Limestone
Millions of years ago, the world was covered in continents humans never saw and seas we never swam. One of these ancient bodies of water came to be called the Tethys Ocean, after a Greek sea goddess and Titaness. Tectonic plates shifted and the waters rearranged, but this ocean left its mark on the land that became Kazakhstan. In the wild west of the country there's a desertous region called Mangyshlak, a geologist's paradise. Strange rock formations abound, and the landscape is so bizarre its defining figures have gotten their own names in the vocabulary of Russian science - rocky escarpments called chinks [чинки; chinky]. On chinks with names like "Penitent Monk" and "Sugarloaf", the marine creatures of the Tethys Sea have lasted to the present day as crusty layers of fossils. The rock that these ancient invertebrates now call home is a subtype of limestone that's hard to identify in English - sometimes it's called cocquina. In Russian, though, the word is quite precise: rakushka [ракушка], which means "seashell."
From 1948-1954, the Kazakh Academy of Sciences started making yearly expeditions from Almaty to Mangyshlak, exploring the possible use of rakushka as a cheap and effective building material. In 1955, mining began with the introduction of the СM-89-A carving machine, and it has continued nearly unabated since. The machines used are really cool; they saw bricks of the stuff right out of the ground, soft and neat like cubes of cheese. Anyways, the sliced-out rakushka was sent to Almaty, where panels of the shelly rock were fastened to hundreds if not thousands of public buildings. I would dare to say that Almaty has more limestone buildings than anywhere else on Earth, and the fossils are so distinctly preserved that it's easy to look at a wall here and imagine a pile of molluscs on the Tethys seabed, animals from eons ago set into the strict facades of Communist headquarters.
Nearly every late-Soviet landmark in Almaty uses rakushka. Like granite rubble, the limestone was used to break up the monotony of concrete, while giving a natural feel to a city framed by mountains. The stone comes in various grades; the lowest-quality seems to consist of nothing but fossils, with less of the calcium deposits that keep it all together.
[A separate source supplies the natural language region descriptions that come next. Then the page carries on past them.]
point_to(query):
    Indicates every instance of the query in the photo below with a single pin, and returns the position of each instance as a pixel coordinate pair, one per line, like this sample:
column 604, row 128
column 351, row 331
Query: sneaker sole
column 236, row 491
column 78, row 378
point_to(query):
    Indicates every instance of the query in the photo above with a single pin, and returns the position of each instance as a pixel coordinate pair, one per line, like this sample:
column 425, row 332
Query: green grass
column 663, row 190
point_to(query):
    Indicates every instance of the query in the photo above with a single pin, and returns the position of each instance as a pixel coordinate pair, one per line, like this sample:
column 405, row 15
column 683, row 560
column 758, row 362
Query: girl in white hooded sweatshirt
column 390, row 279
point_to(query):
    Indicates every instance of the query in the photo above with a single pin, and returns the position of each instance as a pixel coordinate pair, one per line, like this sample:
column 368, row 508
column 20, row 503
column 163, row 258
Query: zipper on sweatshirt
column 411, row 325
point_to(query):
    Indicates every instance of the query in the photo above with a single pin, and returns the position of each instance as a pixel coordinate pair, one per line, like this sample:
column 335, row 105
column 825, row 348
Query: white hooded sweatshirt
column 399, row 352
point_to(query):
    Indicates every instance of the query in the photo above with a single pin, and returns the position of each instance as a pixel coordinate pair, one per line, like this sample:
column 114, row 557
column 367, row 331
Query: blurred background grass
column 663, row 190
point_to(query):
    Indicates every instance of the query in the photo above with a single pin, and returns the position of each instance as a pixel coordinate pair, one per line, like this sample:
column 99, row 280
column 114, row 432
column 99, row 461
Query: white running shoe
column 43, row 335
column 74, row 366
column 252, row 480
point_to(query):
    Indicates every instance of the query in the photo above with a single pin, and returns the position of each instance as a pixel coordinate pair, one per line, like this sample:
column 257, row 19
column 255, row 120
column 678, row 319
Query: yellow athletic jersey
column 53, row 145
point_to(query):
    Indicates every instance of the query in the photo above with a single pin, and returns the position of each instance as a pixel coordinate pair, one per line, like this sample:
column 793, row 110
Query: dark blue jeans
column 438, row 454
This stone is softer and tends to chip, and it was used in buildings for second-rate bureaucrats and as paving material in parks. The pinkish stone from the Zhetybai field, on the other hand, was especially prized for its natural hue and was used liberally in the Hotel Kazakhstan, the Palace of the Republic, and other monumental projects throughout town. All rakushka, unfortunately, tends to age without much grace, and Almaty now faces a facade crisis, as the old limestone gets grey and grimy but the new facades burn up or fall down.